NBC News recently reported that "thousands" of sensitive documents from the Nuclear Regulatory Commission (NRC) are made available to the public in public libraries, even though related documents—many of them older—had been pulled by the NRC from its online site after the 9/11 attacks. Asked for comment, Emily Sheketoff, executive director of the American Library Association's Washington Office, said, "This issue is a U.S. government issue. The NBC story never identified what libraries they went to." She said that the federal depository libraries cited were probably some combination of public and university libraries: "After 9/11, the NRC, as did other federal agencies, reviewed whatever documents were out in the public and decided that the information had been out there for some time." She added, "The job of the library is to make the information available for the public. The government determines whether their documents should be in the public domain."

Meanwhile, LJ was able to fill in some details on the charge made by Rep. Bart Gordon (D-TN), ranking member of the Committee on Science, Democratic Caucus that not only did the NRC not remove sensitive information from the 86 local public document rooms at public libraries near the nation's commercial nuclear power reactors, but "the NRC has declined to accept these records from institutions seeking to return these collections to the NRC in the past." He said, "The example that has come to my attention, and it may not be the only instance, occurred several months ago when the NRC declined to accept the collection of records maintained by the Greenfield Community College library in Greenfield, Massachusetts, that it maintained for the now decommissioned Yankee Rowe Nuclear Plant."

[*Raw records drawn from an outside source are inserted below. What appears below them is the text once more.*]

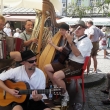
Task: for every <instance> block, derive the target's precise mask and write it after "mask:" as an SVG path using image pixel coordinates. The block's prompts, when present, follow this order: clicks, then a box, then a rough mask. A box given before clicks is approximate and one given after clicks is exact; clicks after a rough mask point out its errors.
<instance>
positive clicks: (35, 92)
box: [32, 90, 43, 101]
mask: <svg viewBox="0 0 110 110" xmlns="http://www.w3.org/2000/svg"><path fill="white" fill-rule="evenodd" d="M32 97H33V100H35V101H39V100H41V99H42V97H43V96H42V95H41V94H38V93H37V91H36V90H34V91H32Z"/></svg>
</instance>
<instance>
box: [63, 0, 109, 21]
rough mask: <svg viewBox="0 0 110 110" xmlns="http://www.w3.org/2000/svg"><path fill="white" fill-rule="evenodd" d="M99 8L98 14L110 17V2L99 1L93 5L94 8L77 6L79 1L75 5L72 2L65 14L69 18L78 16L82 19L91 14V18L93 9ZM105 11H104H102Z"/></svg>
mask: <svg viewBox="0 0 110 110" xmlns="http://www.w3.org/2000/svg"><path fill="white" fill-rule="evenodd" d="M94 7H95V8H97V10H98V11H97V14H99V13H100V12H101V13H102V12H103V13H102V16H110V13H109V12H110V0H104V1H103V2H100V0H99V1H97V2H95V3H93V5H92V6H84V5H83V6H82V5H81V6H77V1H76V2H75V3H74V2H72V3H71V4H70V5H68V7H67V9H65V10H64V12H66V13H67V16H69V17H75V16H78V17H79V18H80V19H81V18H83V17H84V16H86V15H87V14H88V13H89V16H90V17H91V16H92V15H91V13H93V8H94ZM102 10H103V11H102Z"/></svg>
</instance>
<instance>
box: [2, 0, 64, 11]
mask: <svg viewBox="0 0 110 110" xmlns="http://www.w3.org/2000/svg"><path fill="white" fill-rule="evenodd" d="M1 1H2V2H1ZM50 1H51V3H52V4H53V6H54V8H55V11H56V12H60V11H61V9H62V3H61V2H60V1H59V0H50ZM42 2H43V0H0V4H1V3H2V4H1V5H3V6H7V7H24V8H34V9H39V10H42Z"/></svg>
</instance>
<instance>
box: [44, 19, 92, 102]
mask: <svg viewBox="0 0 110 110" xmlns="http://www.w3.org/2000/svg"><path fill="white" fill-rule="evenodd" d="M75 28H76V31H75V35H76V37H77V40H76V42H75V44H74V41H73V37H72V36H71V35H70V34H69V33H65V37H66V39H67V42H68V43H69V46H70V48H71V50H72V51H71V53H70V54H69V58H68V60H69V61H68V66H65V67H64V68H59V67H60V66H61V63H60V62H59V63H57V65H56V66H53V65H54V63H52V64H47V65H45V67H44V70H45V72H46V73H47V75H48V77H49V78H50V80H51V81H52V83H53V85H57V86H59V87H62V88H64V90H65V92H64V94H63V96H64V98H63V101H69V95H68V92H67V90H66V85H65V82H64V81H63V79H64V78H68V77H71V76H77V75H81V73H82V71H81V70H82V66H83V64H84V60H85V57H86V56H90V53H91V49H92V43H91V40H90V39H89V38H88V37H87V35H85V34H84V31H85V29H86V25H85V23H84V21H81V20H79V21H77V22H76V24H75ZM76 71H77V72H76ZM62 103H63V102H62Z"/></svg>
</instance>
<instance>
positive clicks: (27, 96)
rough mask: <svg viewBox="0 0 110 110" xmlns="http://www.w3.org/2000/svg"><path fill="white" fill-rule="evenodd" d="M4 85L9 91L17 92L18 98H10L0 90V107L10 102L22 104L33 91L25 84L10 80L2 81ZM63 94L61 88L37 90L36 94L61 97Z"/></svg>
mask: <svg viewBox="0 0 110 110" xmlns="http://www.w3.org/2000/svg"><path fill="white" fill-rule="evenodd" d="M4 83H5V85H6V86H7V87H9V88H11V89H16V90H18V91H19V95H21V97H20V98H17V97H15V96H12V95H11V94H9V93H8V92H6V91H4V90H3V89H1V88H0V106H7V105H9V104H10V103H11V102H17V103H23V102H24V101H25V100H26V99H27V98H29V95H30V94H31V93H32V91H33V90H30V89H29V84H28V83H25V82H16V83H15V82H12V81H11V80H6V81H4ZM63 92H64V89H63V88H53V89H38V90H37V93H38V94H49V93H52V94H54V95H61V94H62V93H63Z"/></svg>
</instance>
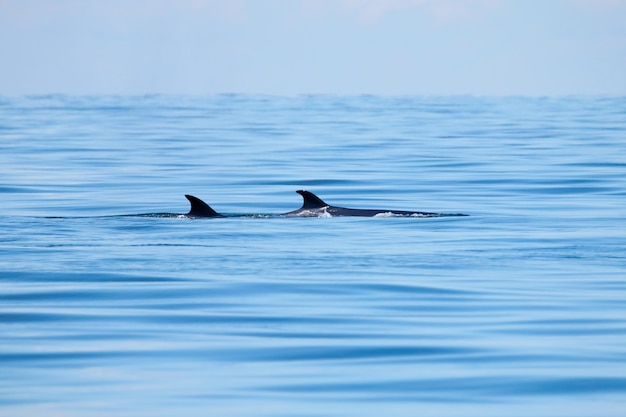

The issue actually arose before the 9/11 attacks. Greenfield Dean of Academic Affairs David Ram told LJ that, "In 1999, we got a letter from NRC, saying that NRC is 'abandoning' the collection and relinquishing ownership to the college, effective September 17." In 2002, an attorney Jonathan M. Block, who works with citizens' groups monitoring nuclear plants and had often consulted the microfiche collection—which covers every single nuclear plant in the country—offered to purchase it. The library was moving, and agreed earlier this year to sell the collection—which former director Carol Letson characterized as "extremely large, four cabinets full of drawers full of fiche"—to Block. Letson told LJ that the discussions with the NRC were not post-9/11. He delivered the collection to the Union of Concerned Scientists (UCS), which explains how it is making the documents, updated through November 1999, available, describing "the NRC's records [as] becoming more dated and less needed" by the college.